Markdown "syntaxic sugar" standardisation

First congrats for an outstanding package. I have only been playing around with it for a couple of hours and I must say I ... really like it, its philosophy, its implementation, the choice of components and standards. The potential is here, the growth is huge.

If I may, a word of caution though. shortcodes and other syntaxic sugar in Markdown are great and should be encouraged. However, and this is the point of this "issue", a markdown file should remain a content portion reusable by Grav's Markdown processor obviously, and by others.

For this it would be of great value to encourage a uniform syntax for shortcodes and other enhancements to the Markdown syntax, such that these can easily we filtered out when using the same content portion in another context. Such recommendations should warn candidate developers on the best practices and steer them away from what could create non parsable content by other Markdown parsers.

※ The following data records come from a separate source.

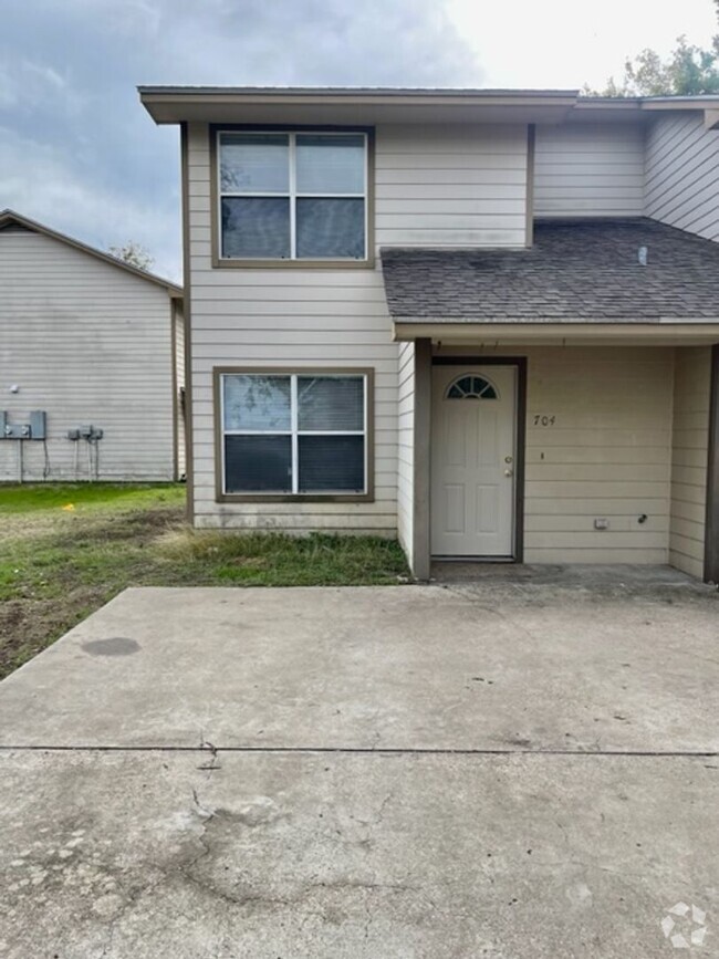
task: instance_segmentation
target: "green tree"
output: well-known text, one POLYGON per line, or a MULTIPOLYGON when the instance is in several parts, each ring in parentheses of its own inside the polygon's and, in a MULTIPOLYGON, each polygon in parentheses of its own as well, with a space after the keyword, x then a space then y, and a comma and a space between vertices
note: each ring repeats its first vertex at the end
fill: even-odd
POLYGON ((155 262, 149 252, 134 240, 128 240, 122 247, 108 247, 107 252, 117 260, 122 260, 123 263, 128 263, 131 267, 144 270, 146 273, 149 272, 155 262))
MULTIPOLYGON (((713 0, 719 18, 719 0, 713 0)), ((677 38, 668 60, 647 48, 624 64, 624 76, 617 83, 613 76, 604 90, 584 86, 588 96, 699 96, 719 93, 719 35, 711 48, 704 50, 677 38)))

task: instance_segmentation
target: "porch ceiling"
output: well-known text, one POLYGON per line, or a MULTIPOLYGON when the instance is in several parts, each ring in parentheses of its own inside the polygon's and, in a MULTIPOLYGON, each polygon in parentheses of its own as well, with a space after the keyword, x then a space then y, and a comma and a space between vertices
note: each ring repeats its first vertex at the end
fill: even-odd
POLYGON ((496 351, 513 346, 708 346, 719 343, 719 317, 701 323, 394 323, 396 341, 431 340, 445 346, 496 351))
POLYGON ((385 248, 382 265, 398 338, 719 330, 719 244, 643 217, 539 221, 530 249, 385 248))

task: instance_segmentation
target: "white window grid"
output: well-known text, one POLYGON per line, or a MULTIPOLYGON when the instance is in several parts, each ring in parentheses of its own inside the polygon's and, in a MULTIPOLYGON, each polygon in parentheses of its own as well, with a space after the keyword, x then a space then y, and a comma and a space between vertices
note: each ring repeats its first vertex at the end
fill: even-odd
MULTIPOLYGON (((367 444, 367 376, 364 373, 323 373, 322 371, 309 371, 302 373, 282 373, 282 371, 272 373, 223 373, 220 377, 220 423, 222 425, 222 493, 227 492, 227 471, 225 465, 225 437, 226 436, 290 436, 291 439, 291 467, 292 467, 292 491, 277 493, 269 490, 258 490, 253 493, 251 490, 243 490, 238 496, 296 496, 296 497, 337 497, 337 496, 364 496, 367 492, 369 450, 367 444), (226 429, 225 427, 225 381, 231 376, 284 376, 290 378, 290 429, 226 429), (300 429, 299 428, 299 392, 298 383, 300 379, 312 379, 321 377, 323 379, 362 379, 363 386, 363 404, 362 404, 362 429, 300 429), (362 490, 348 492, 347 490, 301 490, 300 489, 300 437, 301 436, 362 436, 364 437, 364 486, 362 490)), ((232 493, 229 493, 232 496, 232 493)))
MULTIPOLYGON (((284 129, 272 129, 272 131, 242 131, 243 134, 251 136, 253 133, 257 136, 262 136, 265 133, 271 133, 272 135, 279 136, 288 136, 289 139, 289 164, 290 164, 290 189, 285 190, 223 190, 221 187, 222 178, 220 176, 220 164, 222 161, 222 136, 225 134, 232 134, 236 131, 231 129, 221 129, 217 132, 217 149, 216 149, 216 159, 217 159, 217 169, 215 171, 218 183, 218 210, 217 210, 217 225, 219 230, 218 242, 220 244, 220 250, 222 249, 222 199, 225 197, 258 197, 262 198, 275 198, 275 197, 286 197, 290 200, 290 260, 298 260, 299 262, 303 262, 305 259, 312 260, 347 260, 348 262, 357 262, 354 257, 302 257, 299 258, 296 254, 298 248, 298 237, 296 237, 296 200, 298 199, 311 199, 311 200, 342 200, 342 199, 352 199, 352 200, 363 200, 364 201, 364 248, 362 260, 367 259, 367 229, 369 225, 369 211, 367 204, 367 191, 368 191, 368 163, 367 163, 367 134, 362 131, 312 131, 312 129, 301 129, 301 131, 284 131, 284 129), (362 136, 364 142, 364 190, 362 194, 319 194, 319 192, 300 192, 296 188, 296 137, 300 136, 362 136)), ((222 257, 225 260, 233 260, 233 259, 242 259, 242 260, 264 260, 267 257, 222 257)), ((283 257, 278 257, 278 262, 286 262, 283 257)))

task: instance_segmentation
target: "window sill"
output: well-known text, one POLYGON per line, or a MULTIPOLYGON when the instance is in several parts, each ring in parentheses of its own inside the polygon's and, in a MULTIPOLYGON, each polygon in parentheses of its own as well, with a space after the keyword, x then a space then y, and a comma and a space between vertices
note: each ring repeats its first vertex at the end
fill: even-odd
POLYGON ((372 503, 374 492, 368 493, 220 493, 218 503, 372 503))
POLYGON ((230 260, 215 257, 220 270, 374 270, 375 258, 366 260, 230 260))

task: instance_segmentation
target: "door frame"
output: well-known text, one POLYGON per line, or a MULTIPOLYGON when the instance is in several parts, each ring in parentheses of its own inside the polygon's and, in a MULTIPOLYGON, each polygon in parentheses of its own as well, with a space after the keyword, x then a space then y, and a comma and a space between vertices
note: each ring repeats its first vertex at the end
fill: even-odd
MULTIPOLYGON (((514 366, 517 368, 517 421, 515 429, 515 468, 514 468, 514 531, 512 557, 508 562, 524 562, 524 473, 527 458, 527 356, 433 356, 433 366, 514 366)), ((430 400, 431 402, 431 400, 430 400)), ((430 444, 431 448, 431 444, 430 444)), ((430 454, 431 455, 431 454, 430 454)), ((430 546, 431 553, 431 546, 430 546)), ((467 562, 489 562, 489 560, 472 560, 467 562)))

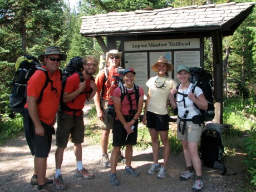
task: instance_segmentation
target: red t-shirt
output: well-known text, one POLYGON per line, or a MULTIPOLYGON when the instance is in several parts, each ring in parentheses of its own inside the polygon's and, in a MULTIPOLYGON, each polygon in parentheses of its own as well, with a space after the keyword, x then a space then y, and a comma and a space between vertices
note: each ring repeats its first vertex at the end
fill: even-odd
MULTIPOLYGON (((79 94, 73 100, 68 101, 65 103, 68 107, 74 109, 82 109, 85 106, 85 103, 86 101, 87 94, 91 90, 90 87, 90 82, 91 80, 86 81, 86 88, 83 90, 85 93, 79 94)), ((80 83, 80 78, 77 73, 75 73, 70 77, 67 78, 66 81, 66 86, 64 88, 64 92, 70 93, 77 90, 79 88, 79 83, 80 83)), ((73 111, 66 111, 65 112, 70 115, 73 115, 73 111)), ((81 111, 78 111, 76 113, 76 116, 80 115, 81 111)))
MULTIPOLYGON (((130 90, 127 90, 127 93, 131 93, 132 92, 134 92, 134 94, 130 95, 131 96, 131 100, 132 101, 132 109, 135 110, 137 110, 137 104, 136 102, 136 96, 135 90, 132 88, 130 90)), ((118 98, 121 97, 121 89, 120 87, 116 88, 113 93, 113 96, 117 97, 118 98)), ((144 95, 144 90, 141 87, 139 87, 139 95, 140 97, 143 97, 144 95)), ((122 101, 121 104, 121 112, 124 115, 129 115, 129 110, 131 109, 131 106, 130 105, 129 100, 128 100, 128 97, 127 95, 125 95, 124 97, 124 100, 122 101)), ((116 119, 118 119, 117 116, 116 116, 116 119)))
MULTIPOLYGON (((43 66, 42 68, 46 68, 43 66)), ((53 81, 52 86, 56 90, 51 90, 52 86, 49 82, 43 91, 41 102, 37 105, 39 119, 48 125, 51 125, 58 110, 61 93, 61 73, 57 70, 52 75, 48 72, 49 78, 53 81)), ((37 70, 28 81, 27 95, 38 98, 45 86, 46 76, 41 70, 37 70)), ((27 108, 27 104, 25 105, 27 108)))
POLYGON ((118 85, 115 85, 114 82, 115 82, 116 79, 114 78, 111 78, 112 76, 120 76, 121 75, 118 74, 117 72, 117 68, 114 68, 112 70, 110 70, 108 68, 109 71, 109 77, 108 80, 105 81, 105 75, 104 70, 100 71, 97 75, 95 83, 97 85, 97 88, 98 89, 98 93, 100 94, 100 92, 103 88, 102 98, 105 100, 109 101, 109 104, 110 105, 113 104, 113 101, 112 100, 112 96, 113 95, 114 91, 115 88, 118 87, 118 85), (104 82, 105 83, 104 85, 104 82))

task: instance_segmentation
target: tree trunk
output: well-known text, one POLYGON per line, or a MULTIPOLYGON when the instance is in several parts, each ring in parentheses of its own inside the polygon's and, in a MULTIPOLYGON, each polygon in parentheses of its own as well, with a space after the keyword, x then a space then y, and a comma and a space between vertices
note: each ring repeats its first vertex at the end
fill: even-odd
POLYGON ((226 57, 225 57, 223 61, 223 83, 224 83, 224 97, 228 97, 228 57, 229 57, 229 47, 227 47, 225 48, 226 50, 226 57))
POLYGON ((21 48, 23 54, 27 54, 27 29, 26 28, 26 7, 22 7, 21 10, 21 48))

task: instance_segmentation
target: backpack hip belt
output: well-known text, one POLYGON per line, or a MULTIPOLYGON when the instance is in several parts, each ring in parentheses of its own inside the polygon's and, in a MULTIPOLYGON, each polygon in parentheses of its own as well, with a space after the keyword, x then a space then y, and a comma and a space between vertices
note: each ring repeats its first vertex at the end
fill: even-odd
POLYGON ((202 119, 203 116, 201 115, 195 115, 192 119, 182 119, 179 116, 178 118, 180 120, 179 122, 179 132, 181 131, 181 134, 184 135, 185 128, 186 127, 186 124, 187 121, 191 121, 194 124, 198 124, 199 126, 201 126, 201 124, 203 122, 202 119), (183 126, 182 127, 182 131, 180 129, 180 121, 183 122, 183 126))

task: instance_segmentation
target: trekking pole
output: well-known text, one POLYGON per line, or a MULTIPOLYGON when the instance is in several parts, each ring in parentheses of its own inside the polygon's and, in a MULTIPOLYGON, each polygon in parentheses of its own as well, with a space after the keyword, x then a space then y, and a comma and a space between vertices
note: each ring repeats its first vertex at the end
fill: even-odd
MULTIPOLYGON (((135 126, 134 125, 132 125, 132 126, 131 127, 131 130, 133 130, 134 129, 134 128, 135 128, 135 126)), ((122 150, 121 151, 121 155, 122 155, 122 157, 124 156, 123 155, 123 153, 122 151, 124 151, 124 148, 125 147, 125 144, 126 144, 126 141, 127 141, 127 139, 128 138, 128 136, 129 136, 130 134, 127 134, 127 136, 126 136, 126 139, 125 139, 125 143, 124 144, 124 145, 122 147, 122 150)))

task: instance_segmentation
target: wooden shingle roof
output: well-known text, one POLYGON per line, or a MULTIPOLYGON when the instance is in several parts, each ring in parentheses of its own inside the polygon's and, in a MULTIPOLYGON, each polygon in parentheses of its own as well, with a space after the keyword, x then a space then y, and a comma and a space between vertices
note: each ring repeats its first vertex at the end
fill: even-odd
POLYGON ((84 16, 80 33, 93 37, 219 29, 227 31, 228 35, 251 13, 254 4, 255 2, 211 4, 84 16))

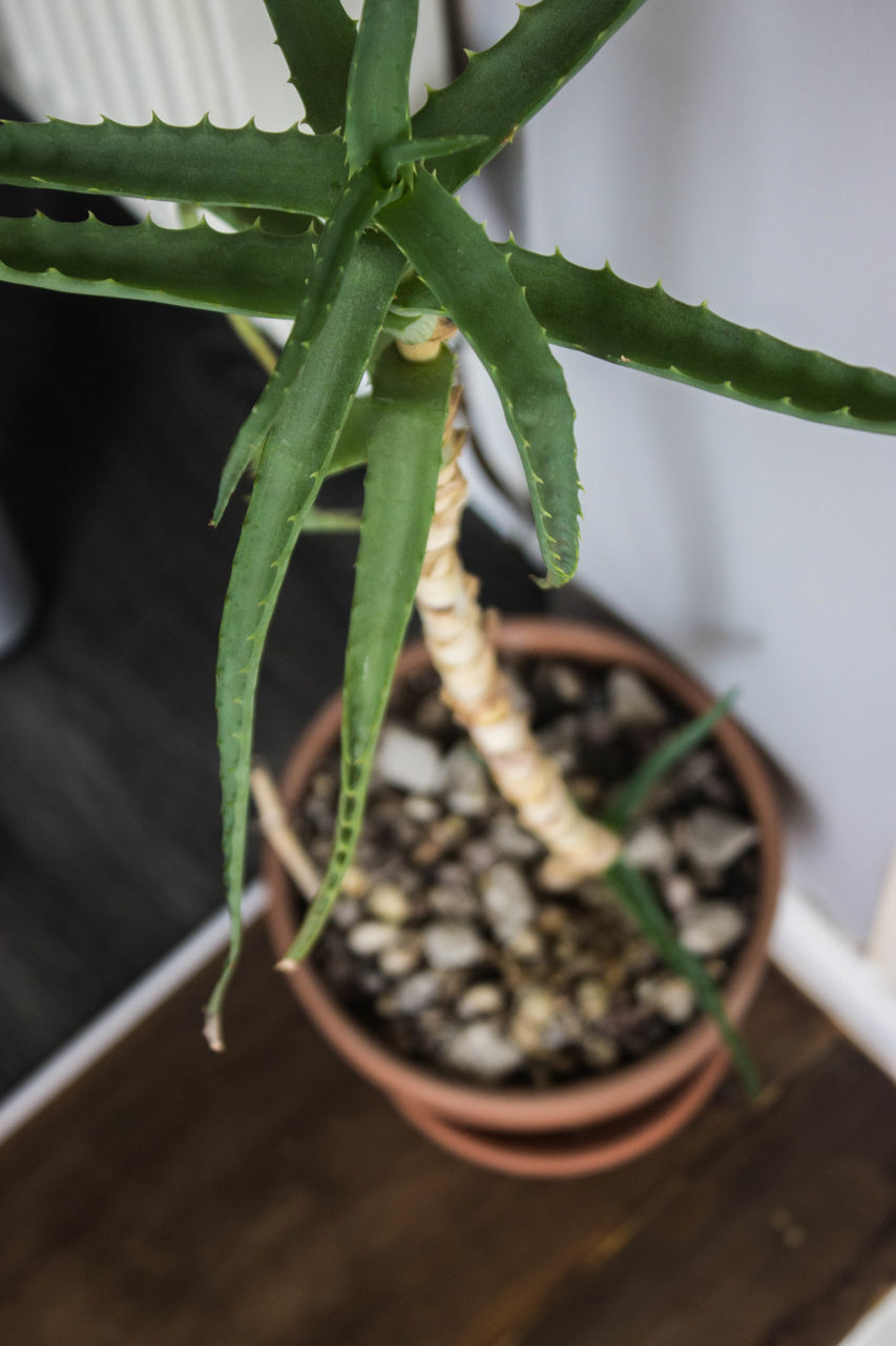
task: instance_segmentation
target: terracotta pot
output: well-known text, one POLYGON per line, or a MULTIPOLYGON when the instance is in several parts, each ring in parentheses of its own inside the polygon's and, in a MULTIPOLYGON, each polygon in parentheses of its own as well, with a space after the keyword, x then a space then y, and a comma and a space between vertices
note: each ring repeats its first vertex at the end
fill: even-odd
MULTIPOLYGON (((498 643, 507 653, 627 665, 693 713, 713 701, 662 656, 612 631, 533 618, 503 623, 498 643)), ((410 646, 400 660, 397 677, 406 677, 426 662, 424 646, 410 646)), ((289 806, 301 797, 313 770, 335 746, 340 713, 340 697, 334 696, 289 758, 281 781, 289 806)), ((756 917, 724 993, 729 1016, 739 1022, 764 969, 780 875, 780 825, 755 748, 729 719, 714 734, 760 830, 756 917)), ((262 871, 269 891, 269 933, 280 957, 296 933, 292 886, 269 849, 262 871)), ((506 1172, 572 1175, 634 1159, 679 1129, 702 1106, 726 1063, 714 1026, 698 1019, 644 1059, 595 1079, 544 1090, 459 1084, 435 1069, 412 1065, 377 1040, 336 1003, 308 964, 291 973, 289 980, 332 1046, 383 1089, 421 1131, 456 1154, 506 1172)))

For our purposes, imagine we have a Markdown page which is an invoice. The same content portion could be used in Grav, in an ERP application and in a NoSQL database for some data crunching. The power of Markdown (+YAML) is that we can reuse the same content portion in all environments. Each environment taking from the content portion the data it requires.

Obviously Markdown is not a standard, there is no reference implementation, and there isn't a logic à la HTML (SGML) which states "if you don't recognise a markup, ignore it". John Macfarlane has been doing a excellent job at that with Pandoc. But thats Pandoc. CommonMarks is too slow a setting out a standard. So it may turn out that some directions taken today, may requirement adaptations.

But there are some directions we already see as invalid. What triggered my reaction here was the syntax for link attributes. We are in presence of an URL, and the syntax used is that of a query string.

[Big Button](../some-page?classes=button,big)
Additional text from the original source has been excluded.